Marina Gonçalves tem 32 anos, é licenciada em Direito (pela Faculdade de Direito da Universidade do Porto) e há pouco mais de três meses, em plena pandemia, assumiu funções de secretária de Estado da Habitação, sucedendo a Ana Pinho. Com uma das pastas mais complexas de gerir no atual momento, a nova secretária de Estado assume nesta entrevista “o princípio-base de garantir o Direito à Habitação, seja na lógica da propriedade, seja na lógica do arrendamento” a todos os portugueses.
Tomou posse em setembro do ano passado em plena pandemia e herdou uma pasta complicada, que será ainda mais complexa com o agravamento da recessão económica. Suponho que este seja o desafio mais difícil da sua vida profissional…
Sim. Foi um privilégio ter sido convidada para estar numa pasta como esta mas mais do que um privilégio, é uma responsabilidade. Para mim foi um gosto assumir este desafio e não podia estar mais realizada naquilo que estou a fazer com a preocupação de que os tempos que correm não são os melhores e os que vem aí serão de uma enorme complexidade mas temos de assumir essa responsabilidade para tentar encontrar o máximo de respostas de apoio imediato às famílias. E temos trabalhado muito em função do momento e das necessidades criando instrumentos de apoio. Por exemplo, começámos com empréstimos às famílias para pagamento das rendas habitacionais (solicitadas ao IHRU – Instituto de Habitação e Reabilitação Urbana) previstas inicialmente para três meses, depois prolongadas para seis e mais tarde para nove meses e agora já se estendem até 1 de julho onde iremos converter os empréstimos em subsídios porque percebemos que as famílias não iriam conseguir pagar esses valores. Por isso assumimos essa responsabilidade, é nosso dever ajudar o máximo que for possível. Por isso, sim, é um gosto poder ajudar e assumir o meu grãozinho de areia na promoção das políticas públicas de habitação.

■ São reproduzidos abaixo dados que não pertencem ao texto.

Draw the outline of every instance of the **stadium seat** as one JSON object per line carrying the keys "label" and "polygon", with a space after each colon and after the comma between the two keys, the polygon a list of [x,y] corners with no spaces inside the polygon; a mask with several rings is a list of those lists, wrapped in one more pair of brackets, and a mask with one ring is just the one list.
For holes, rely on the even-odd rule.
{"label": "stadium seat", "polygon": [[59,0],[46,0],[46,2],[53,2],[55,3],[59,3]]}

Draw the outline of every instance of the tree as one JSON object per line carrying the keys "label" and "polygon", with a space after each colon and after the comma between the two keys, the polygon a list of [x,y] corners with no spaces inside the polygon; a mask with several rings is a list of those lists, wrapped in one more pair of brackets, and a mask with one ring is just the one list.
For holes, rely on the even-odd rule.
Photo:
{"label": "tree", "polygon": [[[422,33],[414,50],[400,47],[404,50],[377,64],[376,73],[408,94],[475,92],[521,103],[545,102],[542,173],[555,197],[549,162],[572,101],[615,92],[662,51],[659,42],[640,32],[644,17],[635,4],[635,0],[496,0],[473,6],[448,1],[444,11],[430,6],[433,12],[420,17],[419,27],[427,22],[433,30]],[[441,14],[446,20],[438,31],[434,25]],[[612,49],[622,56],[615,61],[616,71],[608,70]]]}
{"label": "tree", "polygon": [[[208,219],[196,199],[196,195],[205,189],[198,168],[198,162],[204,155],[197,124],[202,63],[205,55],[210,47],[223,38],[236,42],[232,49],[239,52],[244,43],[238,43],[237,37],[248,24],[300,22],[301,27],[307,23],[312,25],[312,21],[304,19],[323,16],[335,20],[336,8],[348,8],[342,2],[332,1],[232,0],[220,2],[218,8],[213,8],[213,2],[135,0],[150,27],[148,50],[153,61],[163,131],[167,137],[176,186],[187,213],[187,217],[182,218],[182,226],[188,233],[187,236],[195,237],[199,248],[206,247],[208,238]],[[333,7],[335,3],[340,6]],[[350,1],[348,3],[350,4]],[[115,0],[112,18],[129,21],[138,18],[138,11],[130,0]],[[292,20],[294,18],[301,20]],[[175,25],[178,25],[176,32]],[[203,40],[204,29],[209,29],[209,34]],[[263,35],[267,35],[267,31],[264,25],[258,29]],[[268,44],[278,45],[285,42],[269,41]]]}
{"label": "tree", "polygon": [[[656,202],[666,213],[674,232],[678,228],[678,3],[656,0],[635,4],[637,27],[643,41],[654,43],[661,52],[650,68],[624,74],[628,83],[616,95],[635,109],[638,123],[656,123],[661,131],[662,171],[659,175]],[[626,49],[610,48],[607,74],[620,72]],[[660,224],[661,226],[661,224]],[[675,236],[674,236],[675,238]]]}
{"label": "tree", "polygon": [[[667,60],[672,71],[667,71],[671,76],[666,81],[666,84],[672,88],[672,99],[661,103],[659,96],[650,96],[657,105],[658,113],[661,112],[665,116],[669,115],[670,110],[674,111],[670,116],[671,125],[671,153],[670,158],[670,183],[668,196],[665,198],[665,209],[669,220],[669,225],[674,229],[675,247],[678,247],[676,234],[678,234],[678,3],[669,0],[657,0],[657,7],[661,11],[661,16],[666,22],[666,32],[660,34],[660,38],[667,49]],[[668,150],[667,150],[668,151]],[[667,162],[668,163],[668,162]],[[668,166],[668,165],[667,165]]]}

Referiu a questão da reconversão dos empréstimos pedidos pelas famílias para pagamento das rendas em subsídios a fundo perdido. Como se vai processar?
Na essência, o modelo assenta no seguinte: as taxas de esforço que se aproximem a 100% – e muitas famílias possuem taxas de esforço acima dos 100% – e há muitas famílias nessas situações – irão ter uma reconversão total do empréstimo em subsídio. Mas, claro, é um modelo progressivo consoante as taxas de esforço mas toda a gente poderá requerer essa reconversão, que aí será parcial. A portaria vai entrar em vigor agora e irá regulamentar a forma como se entrega o requerimento para a reconversão, quais são os contratos previstos neste apoio, etc. As pessoas se quiserem podem fazer esse pedido sendo certo que boa parte delas provavelmente irão prorrogar esse apoio até ao final previsto, ou seja 1 de julho de 2021 e os pedidos de reconversão em comparticipação não reembolsável provavelmente só serão feitos nessa altura.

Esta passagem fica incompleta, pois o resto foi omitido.